There is a lot of confusion in the public’s mind about pensions in general and public pensions in particular. While the issues are complex, they are not recondite. Therefore, it might be useful to provide information about public pensions. For now, let’s just deal with the basics.
Most Illinois taxpayers are aware that the state is in arrears to its pension systems to the tune of $100 billion. Basically, the state of Illinois has a constitutional obligation to fund five pension funds, i.e., Teachers Retirement System (TRS), State University Retirement System (SURS), State Employee Retirement System (SERS). General Assembly Retirement System (GERS), and finally, the Judicial Retirement System (JURS).
(It should be noted that there are many other public retirement systems, such as those covering Chicago teachers, and local police and fire personnel for which the state has no obligation.)
Each of the five pension systems have somewhat different rules and benefit schedules. Therefore, in the interests of time and space, let us just deal with one — TRS, which is by far the largest.
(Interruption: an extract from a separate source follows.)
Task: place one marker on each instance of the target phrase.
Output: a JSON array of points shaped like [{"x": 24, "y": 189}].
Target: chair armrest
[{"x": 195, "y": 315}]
TRS covers public elementary and high school teachers employed in Illinois, but outside the city of Chicago. Teaching personnel contribute 9.5% from each paycheck to TRS, together with school districts, and the state of Illinois. TRS invests these monies in a variety of investments that contribute to the pool of money used to pay retirees.
For many decades the state did not make its full contribution to these funds. As a matter of fact, the state even declared “pension holidays” in which no contributions were made. In doing so the legislature was well aware of its constitutional obligations, and the fact that the state had to pay interest on the moneys not contributed.
The logical question is, “Why would the legislature act in such a reckless fashion?” The reason is quite simple: The 3% flat tax, enacted in 1970, never produced enough revenue to enable the state to pay both its vendors and its pension obligations.
What the legislators should have done was to raise taxes to pay for schools, roads, prisons, etc., but that would have raised the ire of taxpayers. So what is a poor legislator to do? Voters will notice if he raises taxes, but few will care if he shortchanges the state pension systems.
Taking the path of least resistance, he used the pension funds as a credit card and pushed off repaying the funds into the distant future.
The future has arrived; the bill has come due.